Aviles and the Red Sox are in Kansas City for three games to face the Royals, and Boston's starting shortstop will be taking the Kauffman Stadium field as a visitor for the second series since being traded last year.
"It feels good [to be back]. Last year was a little weird. This time isn't as weird, but it definitely feels good," Aviles said before Monday's game. "It's always good to see the guys and come back to where you started. I'm excited. I got a good sleep [Sunday] night. I wanted to make sure I got a good sleep so I could be extra hyper [Monday]. I like coming here. I always like playing in this park."
In four seasons with the Royals, Aviles hit .286 and played in more than 300 games. Kansas City traded Aviles to Boston on July 30 last season in exchange for Minor League pitcher Kendal Volz, who is with Double-A Northwest Arkansas, and infielder Yamaico Navarro, who's now with the Pittsburgh Pirates.
It isn't too much of a stretch to say that the trade has worked out well for both Aviles and Boston. Aviles only appeared in 53 of the Royals' first 104 games before being dealt, but he has since become the Sox's everyday shortstop. He's having a very nice season, hitting five home runs and driving in 19 runs entering Monday's game. His 20 runs scored and three stolen bases lead the team.
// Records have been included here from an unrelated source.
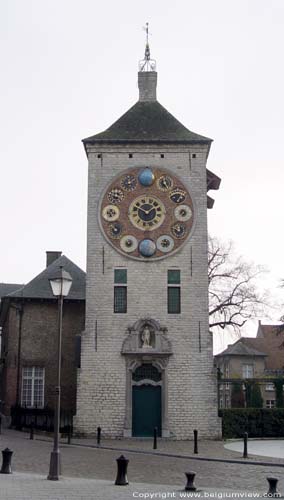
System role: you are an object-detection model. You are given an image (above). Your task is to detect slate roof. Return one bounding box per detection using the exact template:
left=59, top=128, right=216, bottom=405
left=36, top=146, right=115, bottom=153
left=7, top=255, right=86, bottom=300
left=215, top=337, right=267, bottom=358
left=0, top=283, right=24, bottom=300
left=83, top=101, right=212, bottom=145
left=254, top=324, right=284, bottom=371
"Every time I come to the field, I feel like I've got to prove everything," Aviles said. "I feel like I've proven that I can play on an everyday basis in the big leagues, and I feel like I still need to prove it, because that's just my personality. I just like to prove people wrong, and I like to come out and try to do my best."
Monday wasn't the first trip back for Aviles. Last year after being traded, he started every game of a three-game series against the Royals in Kansas City. In his first game back at Kauffman Stadium since the trade, Aviles went 1-for-4, including a single to center field in his first at-bat against Luke Hochevar. Aviles didn't remember much about the game, but he did remember that he used third baseman Mike Moustakas' bat. Aviles explained that his bat wasn't working for him, so he used his former teammate's.
Aviles said that the biggest difference between Kansas City and Boston is the increased exposure and the larger contingent of media and fans, but the game's the same, he said.
"It's still baseball, whether you're putting on a Red Sox uniform or a Royals uniform," said Aviles.